In many schools, private, public or otherwise, books are often used and the teacher simply has to flip from page to page without much worry as to what the next day will bring. Books, however, should be seen more as glorified outlines than a strict play by play manual to be followed to the letter. Publishers make books to make money. The writers have no idea as to your particular learning environment. Some schools may be strict in the sense that all the material be covered but will rarely ever complain if you supplement exercises with activities that engage the students. This is where your personal style will show.

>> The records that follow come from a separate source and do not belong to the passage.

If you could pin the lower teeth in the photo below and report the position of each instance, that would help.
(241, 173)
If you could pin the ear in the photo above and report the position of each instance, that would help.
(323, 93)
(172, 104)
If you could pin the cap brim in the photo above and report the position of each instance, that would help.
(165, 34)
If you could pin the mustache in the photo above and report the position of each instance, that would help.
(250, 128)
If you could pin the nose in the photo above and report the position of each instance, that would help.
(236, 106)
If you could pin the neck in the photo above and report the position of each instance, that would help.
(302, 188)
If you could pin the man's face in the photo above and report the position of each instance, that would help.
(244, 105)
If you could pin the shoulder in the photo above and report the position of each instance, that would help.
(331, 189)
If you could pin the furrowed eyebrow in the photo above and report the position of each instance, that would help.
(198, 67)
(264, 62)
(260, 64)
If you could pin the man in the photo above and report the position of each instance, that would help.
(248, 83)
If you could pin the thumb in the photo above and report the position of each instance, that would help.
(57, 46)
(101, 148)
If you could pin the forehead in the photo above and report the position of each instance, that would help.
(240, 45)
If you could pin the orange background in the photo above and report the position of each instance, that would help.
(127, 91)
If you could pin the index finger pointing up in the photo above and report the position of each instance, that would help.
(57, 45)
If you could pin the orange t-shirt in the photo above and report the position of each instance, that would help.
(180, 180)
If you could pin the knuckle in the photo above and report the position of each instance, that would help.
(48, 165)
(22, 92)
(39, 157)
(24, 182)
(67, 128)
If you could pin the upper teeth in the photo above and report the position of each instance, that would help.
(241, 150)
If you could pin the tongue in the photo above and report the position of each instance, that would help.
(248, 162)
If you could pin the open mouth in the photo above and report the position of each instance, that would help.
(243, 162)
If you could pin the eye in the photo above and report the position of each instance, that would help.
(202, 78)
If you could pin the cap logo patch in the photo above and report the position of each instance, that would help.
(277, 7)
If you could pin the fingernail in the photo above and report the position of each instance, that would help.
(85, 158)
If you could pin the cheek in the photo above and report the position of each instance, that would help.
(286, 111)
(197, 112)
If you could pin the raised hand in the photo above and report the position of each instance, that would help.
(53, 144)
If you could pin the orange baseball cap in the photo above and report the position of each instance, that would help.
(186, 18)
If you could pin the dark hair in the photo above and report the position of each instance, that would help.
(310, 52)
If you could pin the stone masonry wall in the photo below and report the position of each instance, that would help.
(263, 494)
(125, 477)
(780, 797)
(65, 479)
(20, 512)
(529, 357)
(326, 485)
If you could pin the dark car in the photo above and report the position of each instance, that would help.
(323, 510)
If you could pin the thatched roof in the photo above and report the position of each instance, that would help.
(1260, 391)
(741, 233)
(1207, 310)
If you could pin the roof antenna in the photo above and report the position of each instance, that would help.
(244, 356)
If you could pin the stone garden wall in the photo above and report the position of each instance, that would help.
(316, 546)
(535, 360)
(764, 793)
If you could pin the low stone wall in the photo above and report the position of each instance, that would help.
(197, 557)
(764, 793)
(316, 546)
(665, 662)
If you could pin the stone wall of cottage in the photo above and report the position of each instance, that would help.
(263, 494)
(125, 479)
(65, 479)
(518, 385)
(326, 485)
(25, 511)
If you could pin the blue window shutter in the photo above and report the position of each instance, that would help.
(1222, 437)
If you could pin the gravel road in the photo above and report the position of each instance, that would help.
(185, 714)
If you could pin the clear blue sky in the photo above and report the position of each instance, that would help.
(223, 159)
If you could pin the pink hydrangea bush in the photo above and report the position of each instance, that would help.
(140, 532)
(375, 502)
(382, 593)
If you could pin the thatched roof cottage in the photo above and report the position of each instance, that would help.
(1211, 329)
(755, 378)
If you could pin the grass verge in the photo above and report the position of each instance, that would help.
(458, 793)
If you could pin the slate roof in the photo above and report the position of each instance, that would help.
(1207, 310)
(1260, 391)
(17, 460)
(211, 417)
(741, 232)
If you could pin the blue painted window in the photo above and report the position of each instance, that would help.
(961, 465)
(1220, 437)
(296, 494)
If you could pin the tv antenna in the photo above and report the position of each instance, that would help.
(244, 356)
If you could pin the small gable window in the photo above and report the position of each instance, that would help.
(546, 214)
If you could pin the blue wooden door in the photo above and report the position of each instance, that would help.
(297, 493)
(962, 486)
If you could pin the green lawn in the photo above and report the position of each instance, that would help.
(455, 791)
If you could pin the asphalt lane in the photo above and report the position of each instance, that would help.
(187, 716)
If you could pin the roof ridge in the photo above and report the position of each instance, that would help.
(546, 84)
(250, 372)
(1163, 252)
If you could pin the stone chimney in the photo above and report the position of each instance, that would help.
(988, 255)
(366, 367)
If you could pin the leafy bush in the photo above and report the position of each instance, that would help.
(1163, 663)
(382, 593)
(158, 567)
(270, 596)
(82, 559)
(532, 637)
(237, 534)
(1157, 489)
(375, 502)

In larger groups, the class can be personalized only so far, but often times, as freelance ESL teachers, we will have many private or individual student classes that we can, and we should, fashion according to the student's personal interests and needs as a learner. There are a multitude of sites online where one can find mountains of resources. You can find complete lesson plans, handouts, boardgames, articles of interest, activity ideas, etc. With so many teachers in cyberspace sharing their hard work, it would be foolish not to accept these gifts. Many sites today are asking for registration fees and offer pay-per-print resources, but there are a good many still which ask for nothing in return and allow you to print and use what you like without restriction or condition. Once you begin using these free resources and familiarize yourself and become comfortable with them, you might just start making your own and share them with other new teachers out there in the world.
The ESL teacher often makes the mistake of assuming that resources all share the same form: Paper. However, many good resources come in different forms. Some experienced and dynamic teachers might have boxes of material resources. Take a look and you might find dice, playing cards, coins, macaroni, string, tape, markers, glue, toys and whatever you can imagine that could play a role in the second language classroom; a teacher's bag of tricks. Resources abound. We need only to stretch our imaginations. Instead of only looking for resources to fit our plan, try and look at our surroundings and see how my plan can fit these things. This practiced, you will have a large collection of material resources in no time. This is not to say that we should neglect all those printables we love to use but we should be wary of over-use. Before printing off another worksheet and simply handing it to a student to silently complete, ask yourself what you could do with it. Ask yourself if there is not another way to deliver this, another way for students to do the work without boring them and yourself, and at the same time, reach your objectives.
Many ESL teachers travel from place to place to give language instruction in-home or in-company and plan and prepare their classes on buses, in cafes or in their heads while walking from one class to another. In this situation, it wouldn't be practical to hike your 'bag of tricks' with you all over town. Resources can always change shape, size and weight. You need to adapt your resources to your environment and personal situation. The teacher can deliver just as effective a class with little paper cut-ups with words scribbled on them and a pair of dice as the the one with chicken wire, bubble wrap and a hard boiled egg.